CMC gaining in leaps and bounds
CMC jumped 16% to Rs 1212, extending its stupendous surge after Q3 results.As many as 3.4 lakh shares changed hands in the counter on BSE.From Rs 697.95 on 12 January, it has gained 73.6% in mere three trading session. The company announced its Q3 results on 13 January. The surge in the counter has materialised on high volumes. The daily volumes in the stock were between 2.3 lakh and 4.2 lakh shares (on BSE) on 15 - 16 January, compared to the average daily volume of 11,673 shares in the past 1 year.

Analysts say rerating is what the counter is experiencing. Earlier, CMC was seen as a hardware company focussed on domestic business, but now is seen as a services company with sights on the international market.

The trigger for rerating has been Q3 results. A favourable change in business mix has led to the robust Q3 performance. CMC’s consolidated net profit jumped 69% in December 2006 quarter, to Rs 20.40 crore (Rs 12.07 crore).
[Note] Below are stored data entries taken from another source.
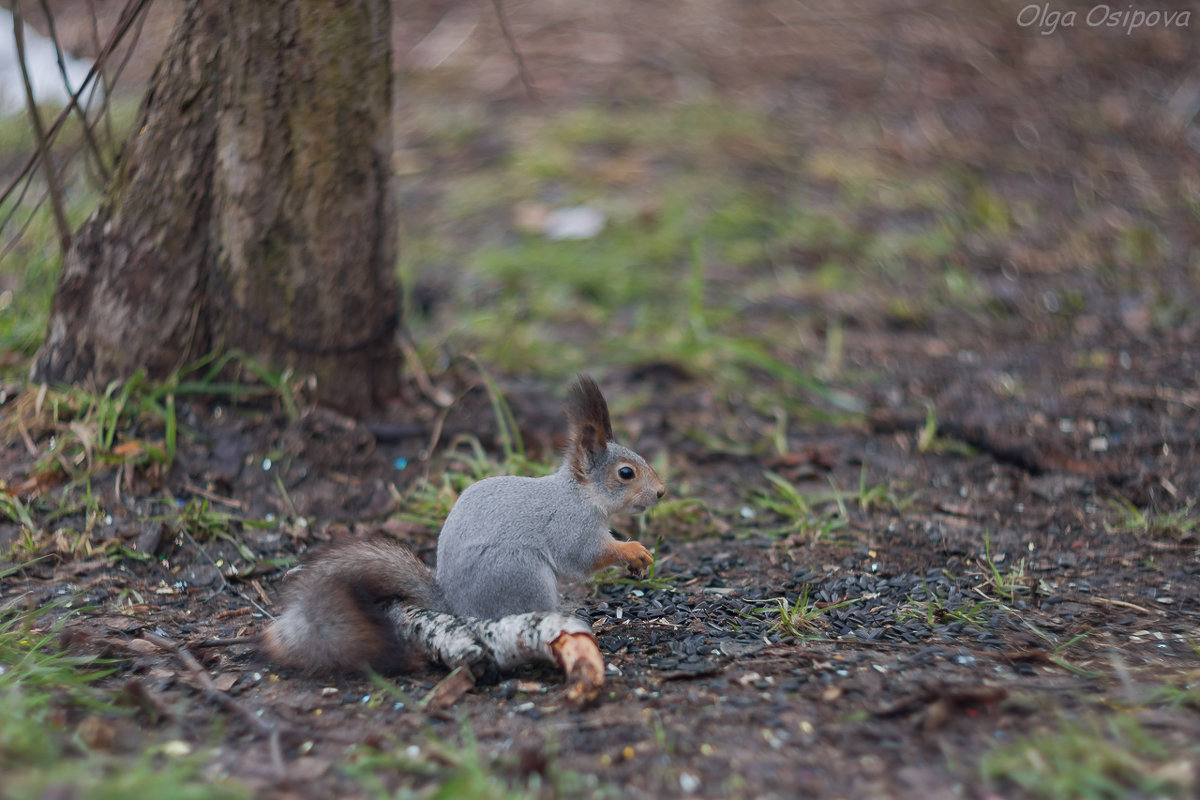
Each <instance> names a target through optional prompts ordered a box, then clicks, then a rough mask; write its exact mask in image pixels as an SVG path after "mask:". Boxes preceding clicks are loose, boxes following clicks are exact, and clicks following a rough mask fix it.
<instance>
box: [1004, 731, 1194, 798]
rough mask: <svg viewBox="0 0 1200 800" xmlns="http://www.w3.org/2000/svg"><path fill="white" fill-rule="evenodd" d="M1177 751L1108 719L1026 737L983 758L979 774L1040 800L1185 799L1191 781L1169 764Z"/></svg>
mask: <svg viewBox="0 0 1200 800" xmlns="http://www.w3.org/2000/svg"><path fill="white" fill-rule="evenodd" d="M1180 750H1181V748H1180V747H1178V746H1170V745H1169V744H1168V742H1164V741H1160V740H1159V739H1157V738H1156V736H1154V735H1153V734H1151V733H1150V732H1148V730H1147V729H1146V728H1144V727H1142V726H1141V724H1139V722H1138V720H1136V718H1134V717H1132V716H1109V717H1104V718H1096V720H1088V721H1076V722H1063V723H1062V724H1061V726H1058V727H1057V729H1043V730H1038V732H1034V733H1032V734H1028V735H1026V736H1024V738H1022V739H1021V740H1020V741H1016V742H1014V744H1012V745H1008V746H1004V747H1000V748H997V750H994V751H992V752H990V753H988V754H986V756H985V757H984V758H983V760H982V765H980V771H982V775H983V778H984V781H986V782H988V783H990V784H992V786H995V787H997V789H1000V790H1003V792H1012V790H1013V789H1014V788H1015V789H1019V790H1020V792H1021V793H1024V794H1026V795H1028V796H1032V798H1043V799H1045V800H1109V799H1112V800H1116V799H1120V798H1128V796H1158V798H1168V796H1181V798H1182V796H1190V795H1192V792H1193V787H1192V782H1193V780H1194V778H1193V777H1192V769H1190V766H1189V765H1188V764H1187V763H1186V762H1183V760H1175V759H1176V758H1177V757H1178V756H1180V752H1178V751H1180ZM1193 750H1194V746H1193Z"/></svg>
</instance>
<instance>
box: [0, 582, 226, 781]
mask: <svg viewBox="0 0 1200 800" xmlns="http://www.w3.org/2000/svg"><path fill="white" fill-rule="evenodd" d="M12 572H13V570H8V571H6V572H0V579H4V578H5V577H7V576H8V575H11V573H12ZM68 613H70V612H68V606H67V602H66V601H59V602H55V603H49V604H46V606H42V607H40V608H35V609H29V610H26V609H20V608H18V607H17V606H10V607H7V608H4V609H0V774H2V775H4V796H5V798H6V799H10V800H24V799H26V798H28V799H35V798H46V796H49V795H54V796H86V798H97V799H106V798H113V799H114V800H115V799H118V798H134V796H156V798H179V799H191V798H197V799H199V798H242V796H250V793H248V792H247V790H244V789H241V788H239V787H238V786H235V784H233V783H229V782H227V781H222V780H211V777H210V776H208V775H205V774H204V771H203V762H204V760H205V758H206V757H208V756H209V754H208V753H197V754H196V756H191V757H179V756H172V754H170V753H172V752H174V748H169V747H155V746H150V745H151V742H150V741H146V742H144V747H143V748H142V750H140V754H139V756H136V757H134V758H132V759H131V758H128V757H120V756H118V754H115V753H112V752H109V751H108V750H107V748H106V747H104V746H103V745H102V744H100V740H98V739H96V738H89V736H86V735H83V734H82V732H83V730H84V729H85V728H89V727H90V728H91V729H103V728H104V727H106V726H109V724H110V723H112V722H113V721H114V718H116V717H120V716H128V715H132V714H133V710H132V709H128V708H124V706H122V704H121V702H120V700H119V698H116V697H114V696H113V694H112V693H110V692H109V691H107V690H104V688H101V687H100V685H98V681H100V679H102V678H103V676H104V675H106V674H108V673H109V672H112V670H113V668H114V664H112V663H106V662H103V661H101V660H98V658H97V657H95V656H74V655H70V654H66V652H64V651H62V650H61V649H60V645H59V643H58V642H59V634H60V631H61V626H62V624H64V621H65V620H66V619H67V615H68ZM89 742H91V744H89ZM188 750H191V747H188Z"/></svg>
Consolidated sales jumped 44% to Rs 298.63 crore (Rs 207.25 crore). For 9-months April-September 2006, CMC’s net profit rose 26% to Rs 48.50 crore (Rs 38.59 crore). Consolidated revenue rose 30% to Rs 790.69 crore (Rs 609.24 crore).

The company has four distinct strategic business units, namely, customer services (CS), system integration (SI), IT enabled services (ITES) and education and training (E&T). Except E&T, the other three business segments performed well in December 2006 quarter. There was a significant margin improvement in CMC’s ITES & system integration segments in Q3 December 2006.

In CS segment, the company focusses on more international business where it is partnering with TCS its holding company for infrastructure management services. The company is moving away from the traditional low margin equipment sale business.

In its conference call held on 16 January, CMC said it plans to improve operating margins from the current 9.4% to 15% (including EO) in the next 4-6 quarters.

CMC said its embedded solutions segment, which is part of system integration division, will grow at a faster rate. In ITES, the company will focus on digitization wherein it is targeting 40-50% growth every year. Currently, the company has two private sector banks as clients.

CMC’s employee strength as on 31 December 2006, stand at 3,528 and contractors at 1,500. The company plans to add about 300 – 500 personnel in the next financial year.

The current price of Rs 1212 discounts its FY 2006 (year ended 31 March 2006) EPS of Rs 20.10 (based on consolidated earnings) by a PE multiple of 60.